How to write your Achievement Stories
- Start by creating a Word document and format it using the Column command with two columns or you can use the Table command with two horizontal cells. Whichever format you choose, make the right-hand column about 2” wide. Alternatively, you download and use the Achievement Story Template formatted as a table. (Use the link below to download the template.)
- Subject – Start by writing a simple one-sentence statement that describes the essence, the issue, or the problem that this particular achievement story will be about.
- Story – Explain, in detail, everything that was involved in leading to the achievement. Include those actions you took that contributed in some way for you to realize the achievement even if there was no direct link between the action and the achievement. Start at the beginning and describe in steps what you did first, what you did next, and then what you did after that. Keep asking yourself “and then what did I do” until you finish the story. If your next step included an assessment of alternative actions, include an explanation as to why you chose that particular action. Be as detailed as possible.
- Quantify – A very effective way for readers or listeners to grasp the significance of what you did is for you to quantify your story. Use percentages, actual numbers, or reasonable estimates, such as “more than,” or “in excess of,” if you can’t be precise.
- Achievement – When you’ve finished describing the details, summarize your story into one paragraph containing NO MORE than two or three sentences. The story should capture the essence of what you achieved and demonstrate your strongest skills and the ones that you prefer to use most often. When you are talking to people, you might only mention the Subject first and then state the Achievement. You WANT them to ask for more details.

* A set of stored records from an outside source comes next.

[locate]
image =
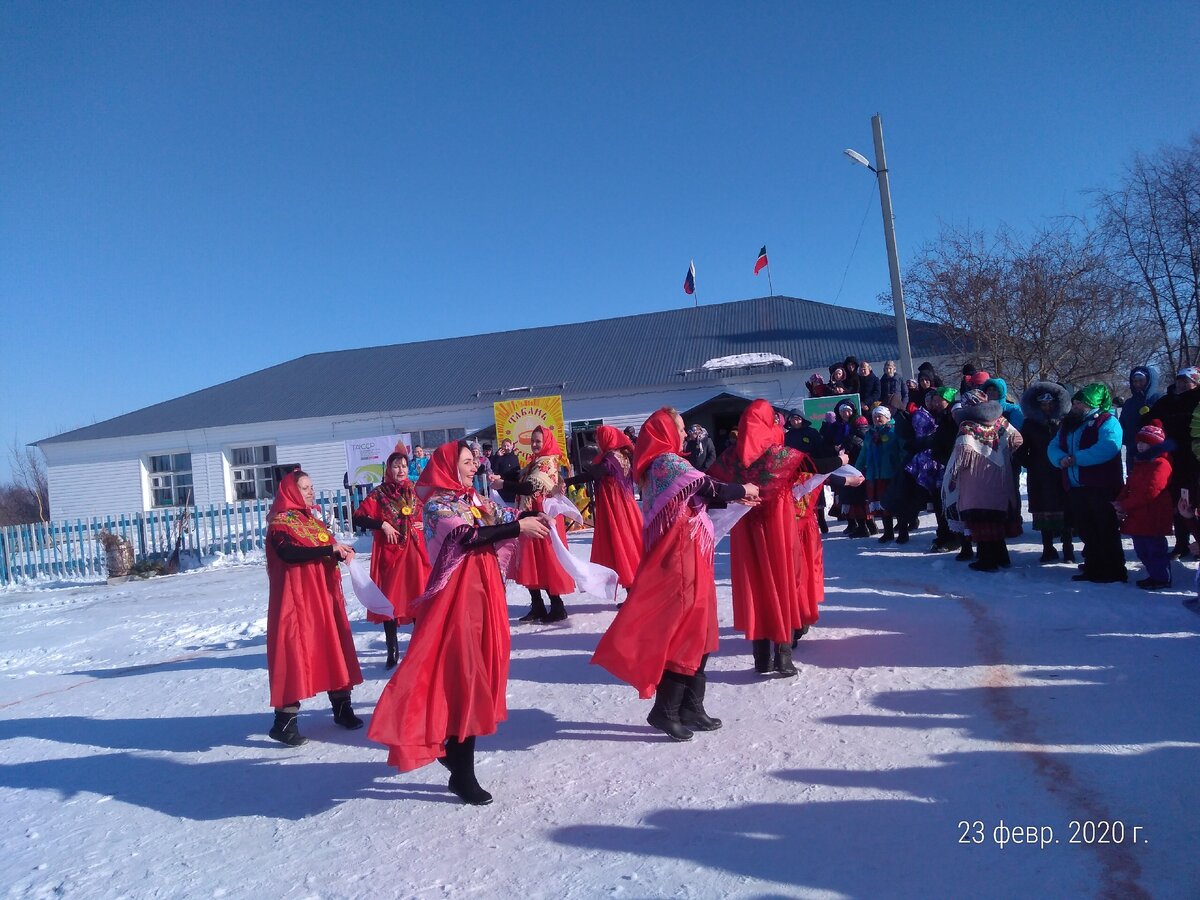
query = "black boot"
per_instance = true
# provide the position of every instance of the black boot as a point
(888, 531)
(461, 761)
(557, 611)
(784, 664)
(537, 607)
(342, 712)
(1049, 555)
(691, 713)
(761, 657)
(285, 730)
(389, 636)
(667, 702)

- When others ask for more information on some aspect of your Achievement Story, you will be ready to quickly respond to them with a reasonably short and succinct answer. Trained interviewers will often ask you to explain some aspect of your achievements in more detail as a test to see how well you respond.
How to highlight your skills
- Review your detailed descriptions and circle, highlight or underline each action word (verb). These are your skills. Write the skill word in the right column. If you did something that doesn’t include a verb but the text infers an ability or skill, enter a skill word or words in the right column that illustrates what you did using two or three words at most.
- Review the right column for consistent patterns of skills that you use most often. These skills usually indicate the ones you prefer to use because they are easy for you, you enjoy using them, and you’re knowledgeable about how to use them effectively and to your advantage. Consistent patterns of your skills usually indicate your key strengths and are what makes you unique and sets you apart from others.
- Your Achievement Stories will reflect the skills you already have and those you learned or developed by achieving what you did. Plan to write as many Achievement Stories as you can but you must write at least four or five because you need to demonstrate a pattern and be able to communicate more than one achievement when you are networking or in interviews.